There were however, two promotions English made that John Key almost certainly would not have: Jacqui Dean and David Bennett as ministers outside cabinet.
Their elevation may cause mumblings but not dissent.
Both were elected in 2005. Both have been chairs of select committees who would not have progressed any further under Key.
In a sense those appointments are a nod to the party itself, to regional New Zealand and to farming New Zealand.
They are appointments that signal that rewards occasionally do go to long-servers and not always to the flash Harry consultants and corporate stars.
Dean's Waitaki electorate bordered English's and so he knows her capabilities well.

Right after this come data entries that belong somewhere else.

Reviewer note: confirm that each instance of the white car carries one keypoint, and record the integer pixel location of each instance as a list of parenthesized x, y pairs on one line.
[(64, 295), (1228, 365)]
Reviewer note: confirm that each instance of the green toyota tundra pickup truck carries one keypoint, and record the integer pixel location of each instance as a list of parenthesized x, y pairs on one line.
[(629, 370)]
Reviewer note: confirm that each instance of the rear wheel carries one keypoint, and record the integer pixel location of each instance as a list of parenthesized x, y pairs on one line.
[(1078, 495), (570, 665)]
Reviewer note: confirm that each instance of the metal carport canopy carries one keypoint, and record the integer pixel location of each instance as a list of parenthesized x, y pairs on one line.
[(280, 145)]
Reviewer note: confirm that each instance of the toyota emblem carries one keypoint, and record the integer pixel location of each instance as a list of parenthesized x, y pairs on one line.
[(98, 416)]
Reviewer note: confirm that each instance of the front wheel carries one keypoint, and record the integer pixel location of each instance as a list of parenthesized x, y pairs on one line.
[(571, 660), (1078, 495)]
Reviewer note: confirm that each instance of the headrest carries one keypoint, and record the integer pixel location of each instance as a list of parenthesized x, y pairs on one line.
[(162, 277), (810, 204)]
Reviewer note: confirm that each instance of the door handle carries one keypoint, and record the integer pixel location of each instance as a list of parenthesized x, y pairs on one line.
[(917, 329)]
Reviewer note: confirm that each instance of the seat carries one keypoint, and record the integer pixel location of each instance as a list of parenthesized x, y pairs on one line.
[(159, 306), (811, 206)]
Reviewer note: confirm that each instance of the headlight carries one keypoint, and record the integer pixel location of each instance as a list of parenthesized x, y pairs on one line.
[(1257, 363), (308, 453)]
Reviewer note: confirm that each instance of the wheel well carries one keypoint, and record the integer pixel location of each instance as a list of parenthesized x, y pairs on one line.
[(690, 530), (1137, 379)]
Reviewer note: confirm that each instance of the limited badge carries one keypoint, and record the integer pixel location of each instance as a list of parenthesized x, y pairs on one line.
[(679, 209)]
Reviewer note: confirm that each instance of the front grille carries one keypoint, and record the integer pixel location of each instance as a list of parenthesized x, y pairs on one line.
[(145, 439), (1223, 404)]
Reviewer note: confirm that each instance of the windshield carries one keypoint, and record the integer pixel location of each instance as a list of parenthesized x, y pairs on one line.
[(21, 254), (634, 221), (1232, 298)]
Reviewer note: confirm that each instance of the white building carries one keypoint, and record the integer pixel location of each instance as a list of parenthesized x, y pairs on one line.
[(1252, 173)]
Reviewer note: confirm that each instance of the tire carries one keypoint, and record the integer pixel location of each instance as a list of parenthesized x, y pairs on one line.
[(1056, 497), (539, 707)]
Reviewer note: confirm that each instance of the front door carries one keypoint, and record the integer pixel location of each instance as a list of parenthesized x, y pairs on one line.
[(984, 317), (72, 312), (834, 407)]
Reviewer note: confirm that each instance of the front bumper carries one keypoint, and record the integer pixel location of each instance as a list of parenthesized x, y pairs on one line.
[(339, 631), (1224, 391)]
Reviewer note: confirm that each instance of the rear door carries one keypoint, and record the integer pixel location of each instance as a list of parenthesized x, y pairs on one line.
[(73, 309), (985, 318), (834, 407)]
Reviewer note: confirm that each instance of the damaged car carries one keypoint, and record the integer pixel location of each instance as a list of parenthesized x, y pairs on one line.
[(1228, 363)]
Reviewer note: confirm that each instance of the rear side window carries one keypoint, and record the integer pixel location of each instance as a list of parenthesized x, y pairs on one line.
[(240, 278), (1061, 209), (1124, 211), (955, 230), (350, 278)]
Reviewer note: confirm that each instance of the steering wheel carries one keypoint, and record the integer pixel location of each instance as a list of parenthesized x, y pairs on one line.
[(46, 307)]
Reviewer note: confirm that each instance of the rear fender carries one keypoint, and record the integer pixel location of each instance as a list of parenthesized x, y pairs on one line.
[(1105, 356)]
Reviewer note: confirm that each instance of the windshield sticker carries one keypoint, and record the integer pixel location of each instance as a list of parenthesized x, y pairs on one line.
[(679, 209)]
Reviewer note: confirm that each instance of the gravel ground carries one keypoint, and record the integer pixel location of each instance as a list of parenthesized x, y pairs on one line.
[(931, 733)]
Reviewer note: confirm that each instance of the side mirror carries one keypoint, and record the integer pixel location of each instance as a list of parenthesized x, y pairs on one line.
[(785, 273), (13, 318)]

David Bennett has also worked closely with English as chairman of the finance and expenditure select committee which has traditionally been a stepping-stone to a ministerial post.
Nick Smith could be termed a loser because he went down the rankings by two but just keeping his job against the clamour from Opposition MPs to dump him makes him a winner, of sorts.
Of the "losers," there is only one significant one, Jo Goodhew - a minister outside cabinet whom most people will not have heard of - who has been returned to the backbench.
Her demotion, plus the nudge applied to Craig Foss this week ahead of the reshuffle, means there will continue to be musical chairs in the posts outside cabinet - and that is no bad thing.
It is a good reshuffle politically as well because it gives an old Government a fresh and younger face.
The leadership troika of English, Paula Bennett and Steven Joyce, have been reinforced by the elevation and or expansion of duties of Simon Bridges, Amy Adams, Jonathan Coleman, Michael Woodhouse and Nikki Kaye.
The change in name of portfolio for Nick Smith from Building and Housing to Housing and Construction has been seized on in some quarters as a major shift.
But the fact is that very little has changed
The Minister of Housing until last term was the name given to the minister in charge of state housing and Housing New Zealand. Until now that has been Bill English and after the reshuffle it will be Amy Adams.
The minister in charge of the regulations, issues and building standards that affect housing affordability until now has been Nick smith and after the reshuffle it will continue to be Nick Smith.